»Les chauves-souris, les chouettes, y trouvent leur refuge et l’araignée a tapissé de ses toiles légères tous les recoins.
»Tel est, en la vanité de ce monde, le sort de toute superbe construction qui ne fut point faite jour honorer Allah.»
Ainsi chantait, au VIIIᵉ siècle de l’hégire, le poète Aboul Abbas Ahmed ben Saïd El Cefjisi, afin d’expliquer la ruine de la première Meknès.

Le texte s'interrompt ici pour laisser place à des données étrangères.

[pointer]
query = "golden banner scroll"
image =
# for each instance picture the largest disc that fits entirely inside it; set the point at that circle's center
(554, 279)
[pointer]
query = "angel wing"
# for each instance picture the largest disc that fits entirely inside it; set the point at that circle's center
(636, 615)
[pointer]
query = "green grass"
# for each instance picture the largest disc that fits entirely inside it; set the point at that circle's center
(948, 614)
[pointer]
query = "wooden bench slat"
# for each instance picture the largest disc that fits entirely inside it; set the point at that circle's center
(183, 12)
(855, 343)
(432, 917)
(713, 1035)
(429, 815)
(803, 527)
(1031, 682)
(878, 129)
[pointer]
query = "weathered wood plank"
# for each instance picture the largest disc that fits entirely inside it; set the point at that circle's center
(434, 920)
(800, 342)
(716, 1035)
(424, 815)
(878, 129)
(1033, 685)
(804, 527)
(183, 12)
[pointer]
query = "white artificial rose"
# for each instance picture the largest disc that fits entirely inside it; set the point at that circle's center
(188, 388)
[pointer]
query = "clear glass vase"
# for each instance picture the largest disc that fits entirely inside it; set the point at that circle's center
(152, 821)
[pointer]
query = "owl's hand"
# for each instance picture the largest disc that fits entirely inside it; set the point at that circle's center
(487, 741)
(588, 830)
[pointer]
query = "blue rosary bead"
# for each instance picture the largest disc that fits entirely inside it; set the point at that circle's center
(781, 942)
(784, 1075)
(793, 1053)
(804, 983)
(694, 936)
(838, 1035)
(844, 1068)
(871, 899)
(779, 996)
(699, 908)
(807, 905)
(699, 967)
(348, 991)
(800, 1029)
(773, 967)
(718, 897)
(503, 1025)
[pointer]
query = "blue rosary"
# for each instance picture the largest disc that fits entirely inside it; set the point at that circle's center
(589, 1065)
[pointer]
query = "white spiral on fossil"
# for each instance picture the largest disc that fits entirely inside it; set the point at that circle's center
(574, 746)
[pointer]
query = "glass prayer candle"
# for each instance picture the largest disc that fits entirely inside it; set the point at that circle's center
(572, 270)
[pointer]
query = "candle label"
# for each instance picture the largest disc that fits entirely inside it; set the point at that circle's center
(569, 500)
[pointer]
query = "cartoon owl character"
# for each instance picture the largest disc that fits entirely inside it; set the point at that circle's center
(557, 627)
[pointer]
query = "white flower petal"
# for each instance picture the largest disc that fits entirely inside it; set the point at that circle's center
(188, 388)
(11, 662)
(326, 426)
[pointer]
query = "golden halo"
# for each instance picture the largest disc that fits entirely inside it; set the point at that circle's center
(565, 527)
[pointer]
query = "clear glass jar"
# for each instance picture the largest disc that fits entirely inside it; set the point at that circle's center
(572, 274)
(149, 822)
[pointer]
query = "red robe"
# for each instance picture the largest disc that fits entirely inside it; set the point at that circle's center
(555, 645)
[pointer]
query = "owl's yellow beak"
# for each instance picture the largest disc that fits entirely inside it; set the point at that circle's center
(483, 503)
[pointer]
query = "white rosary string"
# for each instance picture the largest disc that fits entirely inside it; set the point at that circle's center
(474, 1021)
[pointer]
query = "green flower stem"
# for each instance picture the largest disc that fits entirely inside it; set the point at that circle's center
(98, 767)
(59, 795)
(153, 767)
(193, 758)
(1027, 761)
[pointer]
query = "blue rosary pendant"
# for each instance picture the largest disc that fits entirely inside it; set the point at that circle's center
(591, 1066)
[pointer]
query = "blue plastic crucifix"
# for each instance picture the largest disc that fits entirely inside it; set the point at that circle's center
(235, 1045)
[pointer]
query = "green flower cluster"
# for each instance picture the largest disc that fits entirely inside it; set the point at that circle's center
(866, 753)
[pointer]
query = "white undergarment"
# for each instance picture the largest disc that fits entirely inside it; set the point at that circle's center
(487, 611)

Ce hammam légendaire exista-t-il vraiment? Les gens en parlent encore, mais ils ne s’accordent pas sur sa place, et plusieurs vergers revendiquent le souvenir de cette demeure fatale qui entraîna le châtiment de tout un peuple.
En réalité, la ville, trop souvent détruite par les pillards, dut abandonner sa riche et facile vallée pour s’ériger en forteresse, au sommet de la colline.
Il ne reste plus, sur les bords de «l’oued aux tortues» que le peuple industrieux des potiers. Dans les cavernes des premiers âges, ils ont monté leurs tours, très semblables à ceux que leur léguèrent les Roums.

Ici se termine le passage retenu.